Anayasa Mahkemesi Başkanı Zühtü Arslan, mahkemenin 53’ncü kuruluş yıl dönümünde hükümete yüklendi ve “Siyasetin yargılaşması demokrasinin, yargının siyasallaşması ise hukuk devletinin sonu olur. Demokrasiler için yürütmenin sınır tanımaz tavrı ne kadar tehlikeli ise yargının jüristokrat tavrı da o kadar tehlikelidir. Yargı toplum ve siyaset mühendisliğine soyunan bir vesayet kurumu olarak işlev göremez” dedi.

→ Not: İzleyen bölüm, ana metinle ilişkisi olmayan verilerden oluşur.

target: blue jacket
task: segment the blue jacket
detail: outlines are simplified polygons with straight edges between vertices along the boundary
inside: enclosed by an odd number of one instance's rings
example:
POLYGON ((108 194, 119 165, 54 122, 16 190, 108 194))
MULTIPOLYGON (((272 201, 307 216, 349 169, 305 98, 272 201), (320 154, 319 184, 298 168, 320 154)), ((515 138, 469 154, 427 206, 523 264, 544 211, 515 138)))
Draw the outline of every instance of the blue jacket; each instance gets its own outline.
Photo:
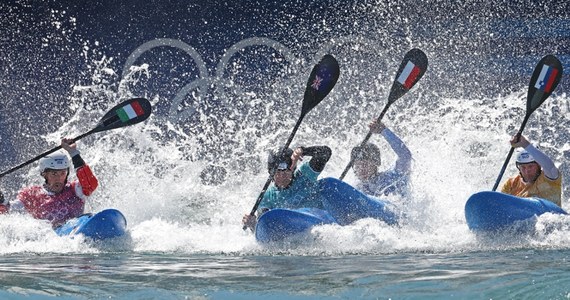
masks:
POLYGON ((358 182, 356 188, 376 197, 399 195, 405 198, 409 196, 408 182, 410 181, 412 153, 390 129, 384 129, 382 135, 398 156, 396 166, 393 169, 379 172, 365 182, 358 182))
POLYGON ((293 181, 285 189, 279 189, 273 183, 265 194, 259 207, 289 208, 315 207, 323 209, 317 177, 320 172, 311 168, 308 162, 302 163, 293 175, 293 181))

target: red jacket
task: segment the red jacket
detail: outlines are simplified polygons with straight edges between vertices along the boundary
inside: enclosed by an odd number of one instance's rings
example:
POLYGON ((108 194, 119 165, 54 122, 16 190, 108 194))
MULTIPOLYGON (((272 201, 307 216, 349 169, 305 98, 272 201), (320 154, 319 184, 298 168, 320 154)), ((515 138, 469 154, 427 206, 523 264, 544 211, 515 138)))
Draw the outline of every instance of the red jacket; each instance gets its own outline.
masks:
MULTIPOLYGON (((79 180, 68 182, 60 193, 54 194, 43 186, 30 186, 18 193, 18 201, 34 218, 49 220, 54 227, 76 218, 84 213, 87 196, 99 185, 88 165, 78 168, 76 173, 79 180)), ((0 212, 8 208, 9 204, 0 205, 0 212)))

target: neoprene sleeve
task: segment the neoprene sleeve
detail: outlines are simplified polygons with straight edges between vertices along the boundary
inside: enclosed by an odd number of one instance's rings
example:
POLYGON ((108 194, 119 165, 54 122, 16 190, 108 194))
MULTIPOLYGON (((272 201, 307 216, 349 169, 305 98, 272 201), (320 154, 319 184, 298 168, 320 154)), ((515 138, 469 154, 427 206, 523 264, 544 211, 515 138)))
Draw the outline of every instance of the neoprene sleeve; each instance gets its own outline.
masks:
POLYGON ((332 155, 332 150, 328 146, 301 147, 303 155, 311 156, 309 166, 315 172, 322 172, 332 155))
POLYGON ((85 161, 83 160, 83 158, 81 158, 81 155, 79 155, 79 154, 72 156, 71 161, 73 162, 73 168, 74 169, 78 169, 78 168, 83 167, 85 165, 85 161))

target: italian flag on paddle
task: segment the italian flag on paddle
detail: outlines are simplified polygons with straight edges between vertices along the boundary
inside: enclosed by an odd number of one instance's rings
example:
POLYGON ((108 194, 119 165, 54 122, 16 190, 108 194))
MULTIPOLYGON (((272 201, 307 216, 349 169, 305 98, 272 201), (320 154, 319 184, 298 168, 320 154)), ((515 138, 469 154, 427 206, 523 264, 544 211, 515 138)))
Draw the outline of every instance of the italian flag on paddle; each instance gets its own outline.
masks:
POLYGON ((420 68, 414 65, 412 61, 408 61, 406 67, 402 71, 402 74, 398 77, 398 82, 401 83, 406 89, 411 89, 416 83, 416 79, 420 74, 420 68))
POLYGON ((144 109, 140 105, 139 101, 136 100, 117 109, 117 115, 122 122, 127 122, 138 116, 144 115, 144 109))

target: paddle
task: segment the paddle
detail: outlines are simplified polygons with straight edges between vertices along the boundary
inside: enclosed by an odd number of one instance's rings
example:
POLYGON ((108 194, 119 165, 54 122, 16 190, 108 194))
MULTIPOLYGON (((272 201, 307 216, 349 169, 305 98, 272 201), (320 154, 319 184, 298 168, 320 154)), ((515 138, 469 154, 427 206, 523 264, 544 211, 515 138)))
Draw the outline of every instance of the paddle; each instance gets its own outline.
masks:
MULTIPOLYGON (((532 77, 530 78, 528 94, 526 97, 526 115, 519 131, 516 134, 517 139, 520 138, 524 127, 526 126, 526 122, 528 121, 528 118, 532 112, 534 112, 542 104, 542 102, 544 102, 544 100, 546 100, 546 98, 552 94, 552 91, 554 91, 556 86, 558 86, 558 83, 562 78, 562 72, 562 64, 560 64, 558 58, 553 55, 547 55, 538 62, 536 68, 534 68, 532 77)), ((507 155, 507 159, 501 168, 501 173, 499 173, 499 177, 497 178, 497 181, 495 181, 493 191, 497 190, 499 182, 501 181, 501 178, 507 169, 507 165, 514 151, 515 148, 511 147, 509 155, 507 155)))
MULTIPOLYGON (((392 103, 394 103, 398 98, 402 97, 406 92, 408 92, 420 80, 420 78, 424 76, 424 73, 427 70, 427 66, 428 59, 422 50, 412 49, 406 53, 404 59, 402 60, 402 63, 400 64, 400 68, 396 73, 394 83, 392 83, 392 89, 390 90, 390 95, 388 95, 388 103, 386 103, 386 106, 384 106, 384 109, 380 113, 378 119, 376 119, 376 122, 380 122, 386 114, 386 111, 388 111, 390 105, 392 105, 392 103)), ((370 136, 372 136, 372 130, 368 131, 368 134, 362 143, 360 143, 360 147, 364 146, 366 142, 368 142, 370 136)), ((354 160, 351 157, 350 162, 340 175, 340 180, 344 178, 353 164, 354 160)))
MULTIPOLYGON (((297 120, 297 123, 295 124, 295 127, 293 128, 291 135, 289 135, 287 142, 281 149, 280 156, 283 156, 285 151, 289 148, 289 145, 291 144, 291 141, 293 140, 295 133, 297 133, 297 129, 299 128, 299 125, 301 125, 301 121, 303 121, 305 115, 309 111, 311 111, 311 109, 313 109, 315 106, 317 106, 317 104, 319 104, 329 94, 329 92, 333 89, 334 85, 336 84, 339 75, 340 75, 340 68, 338 66, 338 62, 333 56, 328 54, 323 56, 323 58, 321 58, 319 63, 313 67, 311 75, 309 76, 309 80, 307 81, 307 87, 305 89, 305 95, 303 97, 303 108, 301 109, 301 116, 297 120)), ((257 200, 255 201, 255 205, 253 206, 251 212, 249 213, 250 216, 253 216, 255 214, 255 211, 257 210, 259 203, 261 203, 263 195, 265 194, 265 191, 267 191, 267 188, 269 187, 271 180, 273 180, 273 176, 269 175, 269 178, 267 178, 267 181, 265 182, 265 185, 263 186, 261 193, 259 194, 257 200)), ((246 229, 247 226, 244 226, 243 230, 246 229)))
MULTIPOLYGON (((133 98, 127 101, 124 101, 118 105, 116 105, 115 107, 113 107, 107 114, 105 114, 103 116, 103 118, 101 118, 101 120, 99 121, 99 123, 97 123, 97 126, 95 128, 93 128, 92 130, 74 138, 74 141, 78 141, 92 133, 95 132, 101 132, 101 131, 106 131, 106 130, 111 130, 111 129, 115 129, 115 128, 120 128, 120 127, 125 127, 125 126, 129 126, 129 125, 133 125, 133 124, 137 124, 140 123, 144 120, 146 120, 152 111, 152 107, 150 105, 150 102, 148 102, 147 99, 145 98, 133 98)), ((44 152, 22 164, 19 164, 13 168, 11 168, 10 170, 4 171, 2 173, 0 173, 0 178, 10 174, 22 167, 25 167, 31 163, 33 163, 34 161, 48 155, 51 154, 57 150, 61 149, 61 146, 57 146, 47 152, 44 152)))

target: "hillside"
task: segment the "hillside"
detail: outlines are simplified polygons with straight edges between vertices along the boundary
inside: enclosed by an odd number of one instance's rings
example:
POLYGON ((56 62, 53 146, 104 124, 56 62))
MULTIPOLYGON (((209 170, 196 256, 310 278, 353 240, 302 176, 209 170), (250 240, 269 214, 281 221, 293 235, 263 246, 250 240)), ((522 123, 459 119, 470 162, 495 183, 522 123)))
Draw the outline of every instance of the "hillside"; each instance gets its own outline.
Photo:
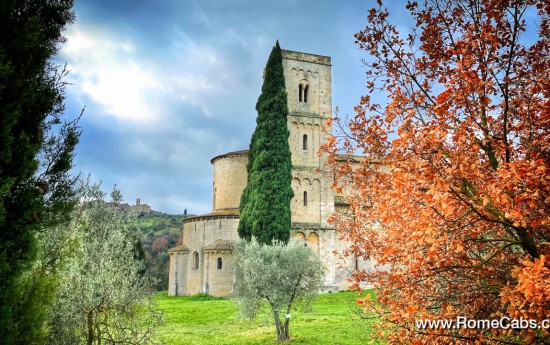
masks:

Başkanlığa soyunanlara “Kopyala yapıştır yöntemiyle anayasa yapılması yanlış güçler ayrılığı hukukun üstünlüğü, insan hakları çoğulculuk gibi demokratik anayasaların olmazsa olmaz unsurlarına dikkate alınmadan bir anayasa yapmaya çalışmakta o derece yanlış olur” diyerek ihtarını çekti.
Türkiye’de tam bir hukuk garabeti ile karşı karşıyayız. HSYK’da Adalet Bakanın ne işi var? Dünyada medeni devletlerde böyle bir uygulama yok. HSYK seçimlerini siyasi bir makam olan Adalet Bakanlığı organize etti. Yürütme ile uyumlu sonuç alınca da peş peşe yapboz kanunlar çıkarıldı. Yıldırım atamalar yapıldı.
Adalet tarihimizde ucube bir dönem başladı. İktidar diliyle yazılan iddianameler öyle ki “Suçun vasıf ve mahiyetini” yargıdan önce iktidar partisi tanımlıyor.
Öyle bir yargı iddianamesi ki geziye katılan Çarşı grubuna ‘darbe’ suçundan müebbet hapis istemiyle iddianame yazılıyor. Sanki Çarşı grubun top ve tankı var. Sadece demokratik bir eyleme katılıyor. Orada Kimse Yok mu Derneğine ‘terör örgütü soruşturması’ açılıyor.
MİT tırları ile Suriye’ye silah gönderildi. Bunları durduran savcılar tayin edildi. Açığa alındı, haklarında dava açıldı. Hani bunlar insani gıda yardımıydı. 17-25 Aralık’ta polis savcıyı dinlemez oldu. Gece yarısı yönetmelikler değiştirildi. Hukuk darbesine tanık olduk.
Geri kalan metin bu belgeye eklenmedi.